The solutions enumerated above can take care of the scourge of cultism and general violence in our tertiary institutions. There is hardly any such institution where you will not find cultists. They terrorise students and lecturers and expose themselves to untoward consequences. It is not enough to rusticate or expel students who engage in cultism. Government should devise a strategy to contain the menace of cultism in our schools. It may not have realised that some of the violent gangs that hold the nation hostage are products of cultism from tertiary institutions. Go to some police stations and you will be shocked by what you will find: young, energetic boys and girls languishing in detention for both very serious and minor offences. Investigate further and you will be told that many of them are students of universities, polytechnics and colleges of education from across the country.
There is no way we can have a crime-free nation without addressing the needs of the youth. This is true since they form the most vulnerable social class in the country. Boko Haram, Niger Delta militants, Oodua Progressive Congress (OPC), MASSOB and similar groups draw their membership largely from the youth. If this is so, why then has the government left them idle, neglected and despised? Trillions of naira are budgeted annually for national development. Unfortunately, out of this amount, only an infinitesimal percentage of this goes into youth development programmes.
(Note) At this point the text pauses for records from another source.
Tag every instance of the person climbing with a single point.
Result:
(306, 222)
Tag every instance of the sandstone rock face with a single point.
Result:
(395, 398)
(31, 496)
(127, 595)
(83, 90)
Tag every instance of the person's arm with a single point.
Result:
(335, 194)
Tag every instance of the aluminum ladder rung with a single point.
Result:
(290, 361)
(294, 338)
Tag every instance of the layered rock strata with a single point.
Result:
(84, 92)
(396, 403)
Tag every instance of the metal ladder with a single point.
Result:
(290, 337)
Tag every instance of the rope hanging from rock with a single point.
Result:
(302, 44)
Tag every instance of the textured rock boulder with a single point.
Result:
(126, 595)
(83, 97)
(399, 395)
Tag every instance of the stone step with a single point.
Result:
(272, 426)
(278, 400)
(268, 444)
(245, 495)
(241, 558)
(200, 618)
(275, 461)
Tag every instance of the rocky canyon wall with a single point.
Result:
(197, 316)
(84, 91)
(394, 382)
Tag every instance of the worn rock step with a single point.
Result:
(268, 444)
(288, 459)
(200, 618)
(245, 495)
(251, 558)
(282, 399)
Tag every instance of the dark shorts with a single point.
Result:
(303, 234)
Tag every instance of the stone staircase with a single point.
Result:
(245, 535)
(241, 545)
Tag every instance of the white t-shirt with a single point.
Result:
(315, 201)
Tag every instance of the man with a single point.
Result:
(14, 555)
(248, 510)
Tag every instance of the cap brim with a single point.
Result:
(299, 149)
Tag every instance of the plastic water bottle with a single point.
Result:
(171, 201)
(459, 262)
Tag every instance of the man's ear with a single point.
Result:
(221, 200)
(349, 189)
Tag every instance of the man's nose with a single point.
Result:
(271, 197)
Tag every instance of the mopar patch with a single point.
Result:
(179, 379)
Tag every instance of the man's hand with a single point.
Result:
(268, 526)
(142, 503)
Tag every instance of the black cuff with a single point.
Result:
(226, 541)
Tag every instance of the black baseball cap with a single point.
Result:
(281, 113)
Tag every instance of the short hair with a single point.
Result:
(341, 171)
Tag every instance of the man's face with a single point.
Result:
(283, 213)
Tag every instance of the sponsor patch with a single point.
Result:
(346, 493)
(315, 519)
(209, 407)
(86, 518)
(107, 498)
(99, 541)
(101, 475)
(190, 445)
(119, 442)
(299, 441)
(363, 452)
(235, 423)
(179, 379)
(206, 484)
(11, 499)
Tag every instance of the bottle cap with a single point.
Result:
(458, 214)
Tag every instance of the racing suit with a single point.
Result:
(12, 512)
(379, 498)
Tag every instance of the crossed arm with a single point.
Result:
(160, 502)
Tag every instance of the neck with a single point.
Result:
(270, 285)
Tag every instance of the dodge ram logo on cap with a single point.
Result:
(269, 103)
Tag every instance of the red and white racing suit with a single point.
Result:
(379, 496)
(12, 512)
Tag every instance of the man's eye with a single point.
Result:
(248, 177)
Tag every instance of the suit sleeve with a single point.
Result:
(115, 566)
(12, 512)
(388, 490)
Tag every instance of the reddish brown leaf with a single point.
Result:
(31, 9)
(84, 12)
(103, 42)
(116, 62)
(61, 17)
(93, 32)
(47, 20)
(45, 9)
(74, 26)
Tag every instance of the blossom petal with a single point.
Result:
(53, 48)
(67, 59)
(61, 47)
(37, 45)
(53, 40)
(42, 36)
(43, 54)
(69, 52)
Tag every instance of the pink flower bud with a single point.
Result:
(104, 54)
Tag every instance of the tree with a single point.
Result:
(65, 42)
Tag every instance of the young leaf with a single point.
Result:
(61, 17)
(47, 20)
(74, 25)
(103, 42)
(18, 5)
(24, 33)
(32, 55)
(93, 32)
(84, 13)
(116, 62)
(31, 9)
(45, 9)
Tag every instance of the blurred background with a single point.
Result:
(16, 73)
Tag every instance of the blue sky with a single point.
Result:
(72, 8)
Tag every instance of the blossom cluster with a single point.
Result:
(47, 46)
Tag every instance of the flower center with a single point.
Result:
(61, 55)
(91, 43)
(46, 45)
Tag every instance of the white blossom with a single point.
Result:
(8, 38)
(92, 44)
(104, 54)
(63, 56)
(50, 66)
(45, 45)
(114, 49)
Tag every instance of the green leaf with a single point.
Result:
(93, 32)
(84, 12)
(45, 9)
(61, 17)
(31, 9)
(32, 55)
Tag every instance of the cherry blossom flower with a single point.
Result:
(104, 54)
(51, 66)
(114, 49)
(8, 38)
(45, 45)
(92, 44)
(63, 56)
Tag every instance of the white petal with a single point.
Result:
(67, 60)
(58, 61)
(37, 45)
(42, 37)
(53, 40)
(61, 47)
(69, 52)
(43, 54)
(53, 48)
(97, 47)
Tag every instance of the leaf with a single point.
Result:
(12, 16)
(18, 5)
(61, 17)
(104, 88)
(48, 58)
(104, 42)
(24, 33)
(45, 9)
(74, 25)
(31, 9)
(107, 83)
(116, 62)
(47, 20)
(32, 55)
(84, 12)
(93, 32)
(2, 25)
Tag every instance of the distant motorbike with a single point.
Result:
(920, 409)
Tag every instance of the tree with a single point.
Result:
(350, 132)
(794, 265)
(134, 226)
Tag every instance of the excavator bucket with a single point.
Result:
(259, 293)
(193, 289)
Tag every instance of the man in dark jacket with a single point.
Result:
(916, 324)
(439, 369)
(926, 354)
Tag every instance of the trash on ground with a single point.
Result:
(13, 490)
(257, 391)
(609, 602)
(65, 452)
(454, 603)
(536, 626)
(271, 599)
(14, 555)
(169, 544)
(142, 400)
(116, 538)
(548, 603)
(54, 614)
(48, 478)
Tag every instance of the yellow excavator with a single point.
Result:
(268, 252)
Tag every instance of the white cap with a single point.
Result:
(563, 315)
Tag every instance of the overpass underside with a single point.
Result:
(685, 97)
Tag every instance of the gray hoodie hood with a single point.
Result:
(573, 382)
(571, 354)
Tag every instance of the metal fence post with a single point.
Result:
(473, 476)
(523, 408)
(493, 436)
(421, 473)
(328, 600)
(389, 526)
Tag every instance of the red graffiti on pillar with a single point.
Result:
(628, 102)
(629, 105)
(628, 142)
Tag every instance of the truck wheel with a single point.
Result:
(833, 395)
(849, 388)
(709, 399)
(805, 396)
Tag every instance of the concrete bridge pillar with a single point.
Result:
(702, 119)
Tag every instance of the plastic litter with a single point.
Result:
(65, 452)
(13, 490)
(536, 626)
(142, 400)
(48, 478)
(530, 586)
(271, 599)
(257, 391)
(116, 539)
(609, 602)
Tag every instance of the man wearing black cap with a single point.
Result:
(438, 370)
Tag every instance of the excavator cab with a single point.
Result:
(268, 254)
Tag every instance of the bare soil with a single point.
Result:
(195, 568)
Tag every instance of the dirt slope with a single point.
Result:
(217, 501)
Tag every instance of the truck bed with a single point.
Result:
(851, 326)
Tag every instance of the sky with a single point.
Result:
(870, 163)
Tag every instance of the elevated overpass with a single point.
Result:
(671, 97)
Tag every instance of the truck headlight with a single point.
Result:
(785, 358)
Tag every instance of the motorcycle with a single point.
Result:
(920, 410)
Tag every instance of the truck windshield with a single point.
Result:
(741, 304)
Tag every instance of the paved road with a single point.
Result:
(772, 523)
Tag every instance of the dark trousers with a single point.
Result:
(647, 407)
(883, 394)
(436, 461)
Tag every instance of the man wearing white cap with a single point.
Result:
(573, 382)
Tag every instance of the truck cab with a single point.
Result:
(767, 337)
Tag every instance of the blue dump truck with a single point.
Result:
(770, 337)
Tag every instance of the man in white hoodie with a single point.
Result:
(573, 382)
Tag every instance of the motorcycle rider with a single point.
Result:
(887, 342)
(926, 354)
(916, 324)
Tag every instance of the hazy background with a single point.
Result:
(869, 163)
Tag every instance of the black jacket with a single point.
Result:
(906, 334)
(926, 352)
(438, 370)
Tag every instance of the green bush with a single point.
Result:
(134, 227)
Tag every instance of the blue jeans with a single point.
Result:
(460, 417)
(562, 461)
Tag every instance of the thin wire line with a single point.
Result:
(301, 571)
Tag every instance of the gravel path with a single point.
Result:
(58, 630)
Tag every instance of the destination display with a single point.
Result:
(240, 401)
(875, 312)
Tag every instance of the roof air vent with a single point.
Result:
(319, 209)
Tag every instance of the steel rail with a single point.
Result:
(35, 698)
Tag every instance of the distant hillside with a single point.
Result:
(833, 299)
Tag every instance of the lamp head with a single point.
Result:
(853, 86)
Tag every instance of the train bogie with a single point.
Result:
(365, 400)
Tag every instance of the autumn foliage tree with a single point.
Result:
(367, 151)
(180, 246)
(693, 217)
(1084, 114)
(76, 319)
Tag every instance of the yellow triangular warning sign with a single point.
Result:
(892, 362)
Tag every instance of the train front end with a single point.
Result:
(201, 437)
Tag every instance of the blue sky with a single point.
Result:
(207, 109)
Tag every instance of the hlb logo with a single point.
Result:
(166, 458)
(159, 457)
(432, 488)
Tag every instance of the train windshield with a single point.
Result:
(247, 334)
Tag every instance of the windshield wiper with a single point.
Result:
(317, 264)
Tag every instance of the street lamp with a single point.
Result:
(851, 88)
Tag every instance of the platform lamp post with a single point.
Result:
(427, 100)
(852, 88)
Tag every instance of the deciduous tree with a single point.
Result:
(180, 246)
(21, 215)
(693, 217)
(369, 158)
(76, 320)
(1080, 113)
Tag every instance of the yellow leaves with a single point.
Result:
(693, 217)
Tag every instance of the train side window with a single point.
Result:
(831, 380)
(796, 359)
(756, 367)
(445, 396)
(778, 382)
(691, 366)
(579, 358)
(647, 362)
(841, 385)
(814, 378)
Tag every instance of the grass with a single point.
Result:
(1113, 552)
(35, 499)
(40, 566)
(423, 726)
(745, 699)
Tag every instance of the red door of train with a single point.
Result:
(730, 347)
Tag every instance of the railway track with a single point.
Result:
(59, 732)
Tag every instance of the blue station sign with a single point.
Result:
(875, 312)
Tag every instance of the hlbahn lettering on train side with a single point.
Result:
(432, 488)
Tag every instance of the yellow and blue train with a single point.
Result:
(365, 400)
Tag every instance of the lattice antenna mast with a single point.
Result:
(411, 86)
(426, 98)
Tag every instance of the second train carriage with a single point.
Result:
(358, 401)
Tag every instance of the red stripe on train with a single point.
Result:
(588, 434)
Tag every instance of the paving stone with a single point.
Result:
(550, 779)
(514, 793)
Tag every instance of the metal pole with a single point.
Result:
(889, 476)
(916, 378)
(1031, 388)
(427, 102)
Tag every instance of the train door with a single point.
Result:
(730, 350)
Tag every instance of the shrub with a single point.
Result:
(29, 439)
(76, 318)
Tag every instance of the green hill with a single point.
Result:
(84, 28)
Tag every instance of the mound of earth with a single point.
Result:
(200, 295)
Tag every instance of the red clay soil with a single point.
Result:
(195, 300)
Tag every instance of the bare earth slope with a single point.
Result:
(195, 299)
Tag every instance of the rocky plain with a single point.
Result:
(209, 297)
What of the National Youth Service Corps (NYSC) programme? It has outlived its usefulness in its present form and content. The original idea for establishing the NYSC in 1973 was to use it as a tool for national reintegration after the Nigerian Civil War. Sincerely speaking, the programme helped appreciably in attaining the goals of national reconciliation. Having achieved this objective, it is only expected that it should move to another level of national reformation, in line with the agenda of the Goodluck Jonathan administration. The role the youth played in his election and, by extension, the emergence of Barack Obama as the first black president of the United States, was very remarkable. I knew that Jonathan was going to win the elections the moment the youth population rallied behind him. As far as I am concerned, nobody can win election in Nigeria without the support of the youth.
My idea about a modern NYSC is to make it resourceful, idea-oriented, value-driven and inspiring to be able to attract and harness the rich potentialities of the youth for national development. Instead of passing out and staying for years without jobs those who successfully pass out should have jobs waiting for them. To achieve this goal, the operators of the scheme should overhaul its curriculum to accommodate such strategic programmes as leadership and military training, skill acquisition, manpower development, language clinic and other such things that will bring out their hidden talents of youth in order to make them self-reliant and independent afterwards.
All said and done, the Nigerian youth are a huge agent of social transformation, reformation and growth. Their neglect over the years has led to unsavoury consequences for the country. The earlier we are able to correct this anomaly, the better for our collective national rebirth and benefit.
If in our usual strong-headedness we opt to sidetrack and continue to blame them for every ill in the society, then we should be set to bear the grave consequences that will follow.